The field is also grappling with a data bottleneck. All current models are trained primarily on structures deposited in the Protein Data Bank, which contains roughly 220,000 experimental structures. This sounds like a lot, but it represents a tiny fraction of the protein universe, and the distribution is heavily biased toward proteins that crystallise easily — which are not necessarily the most important drug targets.

The Next Frontier

The trajectory is clear. Within two to three years, structure-affinity prediction models will likely incorporate molecular dynamics simulations, enabling predictions of how binding changes as proteins flex. Integration with generative chemistry models — which design novel molecules — will close the loop from target structure to optimised drug candidate in a single computational pipeline.

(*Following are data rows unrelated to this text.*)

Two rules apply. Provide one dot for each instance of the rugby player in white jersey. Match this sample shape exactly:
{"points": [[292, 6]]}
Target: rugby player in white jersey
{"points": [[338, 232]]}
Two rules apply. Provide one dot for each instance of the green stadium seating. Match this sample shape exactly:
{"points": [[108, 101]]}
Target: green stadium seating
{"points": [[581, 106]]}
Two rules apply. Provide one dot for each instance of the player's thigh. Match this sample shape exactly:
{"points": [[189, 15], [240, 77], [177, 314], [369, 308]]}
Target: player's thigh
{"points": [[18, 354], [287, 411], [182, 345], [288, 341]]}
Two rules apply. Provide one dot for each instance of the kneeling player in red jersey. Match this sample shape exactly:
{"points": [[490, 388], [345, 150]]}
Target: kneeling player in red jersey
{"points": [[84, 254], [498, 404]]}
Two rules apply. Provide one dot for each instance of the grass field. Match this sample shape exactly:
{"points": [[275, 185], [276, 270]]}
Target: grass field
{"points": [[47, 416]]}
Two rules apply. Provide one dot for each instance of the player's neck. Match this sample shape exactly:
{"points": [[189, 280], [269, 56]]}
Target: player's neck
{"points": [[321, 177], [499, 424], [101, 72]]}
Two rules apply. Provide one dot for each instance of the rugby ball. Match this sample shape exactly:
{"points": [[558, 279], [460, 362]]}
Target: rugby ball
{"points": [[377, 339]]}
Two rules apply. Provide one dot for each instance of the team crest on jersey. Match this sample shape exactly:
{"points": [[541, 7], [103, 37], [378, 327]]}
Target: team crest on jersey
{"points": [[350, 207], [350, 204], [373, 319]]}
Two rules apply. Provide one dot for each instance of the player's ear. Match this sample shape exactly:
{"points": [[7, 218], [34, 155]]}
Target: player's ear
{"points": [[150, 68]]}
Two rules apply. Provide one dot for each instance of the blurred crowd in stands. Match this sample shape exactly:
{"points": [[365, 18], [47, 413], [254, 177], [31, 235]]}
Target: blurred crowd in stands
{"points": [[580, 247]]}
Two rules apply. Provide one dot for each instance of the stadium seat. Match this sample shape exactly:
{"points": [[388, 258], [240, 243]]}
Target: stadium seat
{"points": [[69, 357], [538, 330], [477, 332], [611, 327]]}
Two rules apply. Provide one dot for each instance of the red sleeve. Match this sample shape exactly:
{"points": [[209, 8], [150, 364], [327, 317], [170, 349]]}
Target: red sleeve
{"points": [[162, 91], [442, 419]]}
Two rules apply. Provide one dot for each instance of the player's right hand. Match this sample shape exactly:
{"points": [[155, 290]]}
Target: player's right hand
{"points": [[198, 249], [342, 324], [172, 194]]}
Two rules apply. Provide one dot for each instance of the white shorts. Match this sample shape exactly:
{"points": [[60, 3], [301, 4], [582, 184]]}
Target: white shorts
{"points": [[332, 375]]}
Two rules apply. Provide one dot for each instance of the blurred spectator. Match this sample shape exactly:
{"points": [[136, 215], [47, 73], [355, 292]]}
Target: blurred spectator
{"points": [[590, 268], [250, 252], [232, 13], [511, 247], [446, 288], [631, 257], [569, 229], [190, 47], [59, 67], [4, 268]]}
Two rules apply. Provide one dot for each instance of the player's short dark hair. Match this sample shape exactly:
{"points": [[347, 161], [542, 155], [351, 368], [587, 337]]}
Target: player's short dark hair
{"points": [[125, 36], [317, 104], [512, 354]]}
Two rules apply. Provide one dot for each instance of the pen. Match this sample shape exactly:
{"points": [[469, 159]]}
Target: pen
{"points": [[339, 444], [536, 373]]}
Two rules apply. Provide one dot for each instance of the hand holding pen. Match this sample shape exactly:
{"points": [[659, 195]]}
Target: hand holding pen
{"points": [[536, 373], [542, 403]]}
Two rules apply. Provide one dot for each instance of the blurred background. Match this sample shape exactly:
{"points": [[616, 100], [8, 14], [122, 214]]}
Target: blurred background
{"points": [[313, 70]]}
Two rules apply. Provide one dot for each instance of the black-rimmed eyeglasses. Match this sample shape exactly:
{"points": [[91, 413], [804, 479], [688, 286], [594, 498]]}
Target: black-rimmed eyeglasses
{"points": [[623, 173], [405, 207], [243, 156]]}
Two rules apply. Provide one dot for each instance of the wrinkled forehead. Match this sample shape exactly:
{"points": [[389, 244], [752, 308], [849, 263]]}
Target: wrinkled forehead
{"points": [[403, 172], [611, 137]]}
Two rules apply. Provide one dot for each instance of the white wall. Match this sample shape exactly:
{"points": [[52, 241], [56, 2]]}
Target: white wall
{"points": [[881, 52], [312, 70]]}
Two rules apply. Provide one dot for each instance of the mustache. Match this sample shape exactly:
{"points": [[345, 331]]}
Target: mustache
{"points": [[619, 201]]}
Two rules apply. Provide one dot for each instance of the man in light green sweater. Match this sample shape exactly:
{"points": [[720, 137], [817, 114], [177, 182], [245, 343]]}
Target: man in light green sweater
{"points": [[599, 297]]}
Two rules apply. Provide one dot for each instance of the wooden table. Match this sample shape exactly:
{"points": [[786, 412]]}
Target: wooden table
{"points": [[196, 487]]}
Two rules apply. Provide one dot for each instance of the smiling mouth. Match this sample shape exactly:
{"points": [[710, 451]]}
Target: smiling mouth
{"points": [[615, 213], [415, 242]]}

The most consequential implication may be for neglected diseases. Structure-based drug design has historically been dominated by well-funded therapeutic areas (oncology, immunology, metabolic disease) because the computational costs limited its application. If Boltz-2-class models reduce the cost of structure-affinity prediction to near zero, there is no computational reason why the same approaches cannot be applied to malaria, tuberculosis, or any other target with a known sequence.

AlphaFold solved the protein folding problem. The generation of models that followed — Boltz-2 chief among them — may solve the drug design problem. The question is no longer whether AI can predict how drugs bind to their targets. It is how quickly the pharmaceutical industry reorganises itself around the fact that it can.